WOOOOW.. what can i say.. i just now got in from the trip.. totally awesome.. plus i won some $$ for catching the biggest fish of the event..  
now for some much needed rest on my bed.. ahhh.. been sleeping on my van or on the bank for the past 5 days..  
i will post some pics tomorrow..


----------



## johnboy111711 (Apr 7, 2004)

congratulations akster!


----------



## The Kernel (Jul 11, 2005)

Nice one Ak!! I hope you got a taste for it and we see you at West branch.


----------



## Mushijobah (May 4, 2004)

oh I can't wait for pics.


----------



## crappielooker (Apr 5, 2004)

here's a couple teasers..
my $220 fish.. at 21lbs 10 oz.. not the biggest fish caught on the trip, but she is a nice one..








another shot.. these pics does not do the fish justice.. i was holding the fish was several minutes by now.. lol.. yes, i was tired..


----------



## crappielooker (Apr 5, 2004)

here's the biggest fish.. i'm gonna say she's 27lbs.. but when she was in my mat/sling the whole thing weighs 32lbs..


----------



## crappielooker (Apr 5, 2004)

my 4th mirror of the year.. didn't weigh it because i was too hyped ..lol








this is the average sized fish that we caught..


----------



## crappielooker (Apr 5, 2004)

check this crappie out.. from the tidal basin in DC..  








first carp of the event.. an 18lber.. was the biggest fish for about 2 hours..


----------



## PAYARA (Apr 7, 2004)

Nice Ak!!!


----------



## Herkel (Feb 18, 2006)

You the man AK, Nice fish for sure Herkel


----------



## BuckeyeFishinNut (Feb 8, 2005)

Good show on the carp AK!! I am sure that $$$ helped offset the cost of getting to DC. Nice pics too, cya out on the water!!

Jake


----------



## TimJC (Apr 6, 2004)

BuckeyeFishinNut said:


> Good show on the carp AK!! I am sure that $$$ helped offset the cost of getting to DC. Nice pics too, cya out on the water!!
> 
> Jake


Unfortunately, Ak bought more tackle than that money would cover while in DC  He was glad to get the cash so that he could eat something other than Wendy's (how dare a Columbus resident say such a thing). I guess the value menu isn't diverse enough to eat for a week straight.


----------



## Tornichio (Apr 14, 2004)

nice fish ak, it looks like the investment for the van tire paid off big time.


----------



## TimJC (Apr 6, 2004)

I had a great time as well. What a great venue. It was good to finally meet some of the "more interesting" people that are members of this fine organization. It was quite a diverse crowd in DC, and the scenery is great there (not just the monuments). People were always stopping to see what was going on. Hopefully we made a few new carp anglers with our bank side antics.

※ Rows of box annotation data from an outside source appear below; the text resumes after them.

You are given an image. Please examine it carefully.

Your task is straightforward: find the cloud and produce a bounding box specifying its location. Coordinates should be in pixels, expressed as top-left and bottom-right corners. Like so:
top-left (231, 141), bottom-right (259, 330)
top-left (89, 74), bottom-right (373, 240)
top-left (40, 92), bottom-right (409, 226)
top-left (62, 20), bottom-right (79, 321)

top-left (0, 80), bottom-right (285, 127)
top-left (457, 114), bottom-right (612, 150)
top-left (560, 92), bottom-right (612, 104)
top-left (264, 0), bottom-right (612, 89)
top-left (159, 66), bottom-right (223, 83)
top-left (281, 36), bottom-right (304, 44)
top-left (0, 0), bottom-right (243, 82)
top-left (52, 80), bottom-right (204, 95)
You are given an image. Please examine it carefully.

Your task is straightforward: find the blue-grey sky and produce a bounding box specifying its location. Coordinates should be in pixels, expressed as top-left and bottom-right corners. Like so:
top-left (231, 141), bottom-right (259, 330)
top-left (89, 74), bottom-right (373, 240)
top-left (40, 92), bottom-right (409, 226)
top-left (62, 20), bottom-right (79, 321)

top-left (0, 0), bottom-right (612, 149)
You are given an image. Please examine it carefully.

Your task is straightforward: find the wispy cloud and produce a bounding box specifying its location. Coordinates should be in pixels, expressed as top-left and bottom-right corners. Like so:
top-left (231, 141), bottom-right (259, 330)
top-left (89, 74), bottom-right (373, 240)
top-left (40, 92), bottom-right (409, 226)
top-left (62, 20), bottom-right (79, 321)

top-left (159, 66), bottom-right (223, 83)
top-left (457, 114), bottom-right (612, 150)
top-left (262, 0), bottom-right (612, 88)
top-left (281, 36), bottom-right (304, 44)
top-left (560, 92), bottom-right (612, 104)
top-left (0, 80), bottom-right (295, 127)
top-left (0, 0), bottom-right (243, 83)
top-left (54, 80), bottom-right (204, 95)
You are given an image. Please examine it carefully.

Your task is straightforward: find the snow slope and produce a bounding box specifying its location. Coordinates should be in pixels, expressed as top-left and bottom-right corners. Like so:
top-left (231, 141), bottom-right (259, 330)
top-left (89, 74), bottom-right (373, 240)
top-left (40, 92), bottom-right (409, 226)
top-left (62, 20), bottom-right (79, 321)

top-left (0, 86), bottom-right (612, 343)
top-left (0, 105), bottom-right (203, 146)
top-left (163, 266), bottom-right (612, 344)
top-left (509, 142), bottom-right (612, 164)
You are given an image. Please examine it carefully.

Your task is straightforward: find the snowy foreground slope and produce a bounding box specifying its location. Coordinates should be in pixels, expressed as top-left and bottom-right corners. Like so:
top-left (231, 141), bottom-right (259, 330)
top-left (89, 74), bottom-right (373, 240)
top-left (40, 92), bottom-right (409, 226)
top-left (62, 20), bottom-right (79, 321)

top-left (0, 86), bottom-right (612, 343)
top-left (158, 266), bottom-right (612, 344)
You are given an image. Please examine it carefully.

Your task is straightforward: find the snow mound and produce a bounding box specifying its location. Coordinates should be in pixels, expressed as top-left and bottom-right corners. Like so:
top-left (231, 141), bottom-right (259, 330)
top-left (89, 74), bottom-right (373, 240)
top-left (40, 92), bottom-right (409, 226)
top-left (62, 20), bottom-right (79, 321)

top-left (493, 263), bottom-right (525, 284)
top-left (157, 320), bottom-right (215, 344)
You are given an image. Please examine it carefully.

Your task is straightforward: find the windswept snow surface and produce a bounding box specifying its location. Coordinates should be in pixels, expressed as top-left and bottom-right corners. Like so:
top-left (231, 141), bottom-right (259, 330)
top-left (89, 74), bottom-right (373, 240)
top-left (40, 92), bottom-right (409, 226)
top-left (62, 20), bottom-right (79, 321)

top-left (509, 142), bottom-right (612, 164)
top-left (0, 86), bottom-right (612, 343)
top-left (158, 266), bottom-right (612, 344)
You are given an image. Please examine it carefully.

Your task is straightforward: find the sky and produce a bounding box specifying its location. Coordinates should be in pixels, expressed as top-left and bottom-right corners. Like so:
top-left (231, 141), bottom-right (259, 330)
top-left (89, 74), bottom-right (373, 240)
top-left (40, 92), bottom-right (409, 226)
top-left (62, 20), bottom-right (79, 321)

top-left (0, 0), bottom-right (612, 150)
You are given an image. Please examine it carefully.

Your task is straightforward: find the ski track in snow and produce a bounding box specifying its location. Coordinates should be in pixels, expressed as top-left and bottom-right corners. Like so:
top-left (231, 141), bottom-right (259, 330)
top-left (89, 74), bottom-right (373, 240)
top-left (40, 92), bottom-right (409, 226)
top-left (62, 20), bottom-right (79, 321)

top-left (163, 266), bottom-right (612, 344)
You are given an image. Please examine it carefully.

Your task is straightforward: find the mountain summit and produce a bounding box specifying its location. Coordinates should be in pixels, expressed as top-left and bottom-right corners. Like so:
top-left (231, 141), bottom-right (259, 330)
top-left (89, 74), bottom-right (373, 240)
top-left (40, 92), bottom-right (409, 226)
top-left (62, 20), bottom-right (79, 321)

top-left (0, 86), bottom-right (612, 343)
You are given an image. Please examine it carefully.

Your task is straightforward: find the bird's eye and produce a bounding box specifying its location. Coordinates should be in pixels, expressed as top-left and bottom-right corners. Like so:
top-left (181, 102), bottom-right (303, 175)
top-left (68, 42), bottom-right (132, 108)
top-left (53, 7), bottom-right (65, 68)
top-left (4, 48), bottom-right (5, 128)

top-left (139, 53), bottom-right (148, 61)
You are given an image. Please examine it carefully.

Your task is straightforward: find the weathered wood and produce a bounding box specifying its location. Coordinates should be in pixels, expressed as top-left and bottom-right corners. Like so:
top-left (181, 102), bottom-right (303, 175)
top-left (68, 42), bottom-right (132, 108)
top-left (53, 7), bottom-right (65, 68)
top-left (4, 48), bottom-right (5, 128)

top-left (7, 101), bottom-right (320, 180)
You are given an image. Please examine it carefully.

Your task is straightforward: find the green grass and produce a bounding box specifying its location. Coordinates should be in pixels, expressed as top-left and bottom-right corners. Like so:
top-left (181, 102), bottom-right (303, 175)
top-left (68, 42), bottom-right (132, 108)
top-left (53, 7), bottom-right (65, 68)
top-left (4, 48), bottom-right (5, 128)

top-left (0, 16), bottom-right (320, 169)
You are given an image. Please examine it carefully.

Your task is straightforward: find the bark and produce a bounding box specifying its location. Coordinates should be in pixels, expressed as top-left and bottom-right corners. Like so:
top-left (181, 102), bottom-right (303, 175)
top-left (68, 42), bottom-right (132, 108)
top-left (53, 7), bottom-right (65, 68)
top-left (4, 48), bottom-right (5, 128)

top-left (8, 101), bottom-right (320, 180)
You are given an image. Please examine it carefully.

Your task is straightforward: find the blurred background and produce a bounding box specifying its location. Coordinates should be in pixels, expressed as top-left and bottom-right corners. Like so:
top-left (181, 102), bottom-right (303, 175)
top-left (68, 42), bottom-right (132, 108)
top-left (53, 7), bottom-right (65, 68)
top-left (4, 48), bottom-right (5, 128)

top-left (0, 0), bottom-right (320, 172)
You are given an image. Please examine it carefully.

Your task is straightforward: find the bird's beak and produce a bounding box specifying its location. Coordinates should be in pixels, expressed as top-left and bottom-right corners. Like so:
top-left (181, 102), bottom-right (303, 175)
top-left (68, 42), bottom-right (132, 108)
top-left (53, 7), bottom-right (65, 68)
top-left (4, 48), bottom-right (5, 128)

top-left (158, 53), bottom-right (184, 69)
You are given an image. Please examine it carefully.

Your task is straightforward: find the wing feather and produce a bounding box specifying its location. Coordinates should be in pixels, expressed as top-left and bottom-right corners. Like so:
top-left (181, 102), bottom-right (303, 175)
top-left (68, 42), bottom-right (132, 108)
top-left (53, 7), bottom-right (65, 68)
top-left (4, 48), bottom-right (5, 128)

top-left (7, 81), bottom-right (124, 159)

There was a British couple in town doing the tourist thing and the guy freaked out when he saw our gear as he and his wife, tried, to walk the basin. They stayed to talk about carp angling for quite a while. When I got a take, I handed him the rod, and he landed what is probably his PB, and only, US carp. The fish was a 19 pound common that would have been my biggest of the day. Needless to say, our encounter must have made his day.

I also let a lady that stopped with her husband land a goldfish, since I was busy trying to net another fish at the time.

The people around DC were great, friendly and inquisitive. Simply a great place to fish. Thanks to everyone there, especially Mark and Phil for making this happen.

PS Mark, don't listen to anyone else... That lamb was awesome.

Now for some pictures:

The Capitol's finest park rangers









Some of my pictures

































Shawn with some nice fish

























Dick with his new personal best and another fish


----------



## GMR_Guy (Apr 10, 2004)

Those are some great pics and some healthy looking fish. That sure looked like a lot of fun. Congratulations to the Ohio CAGgers on a mess of nice fish.


----------



## Erie Addict (Apr 12, 2004)

Those are some awesume fish guys! The scenary is pretty cool too. Ack almost has me convinced to trade my muskie rods in for a long pole and a bank rig.


----------



## TimJC (Apr 6, 2004)

I can confirm that Ak is still continuing to have a great week. He is out fishing and has been since sometime yesterday. He said he won't stop until the fish stop biting. He does have one suprise that came on corn, but I won't spoil it for him.


----------



## BottomBouncer (Jan 20, 2005)

Sure wish I could have gone......plans are always changing around here  Those sure are some nice fish :B


----------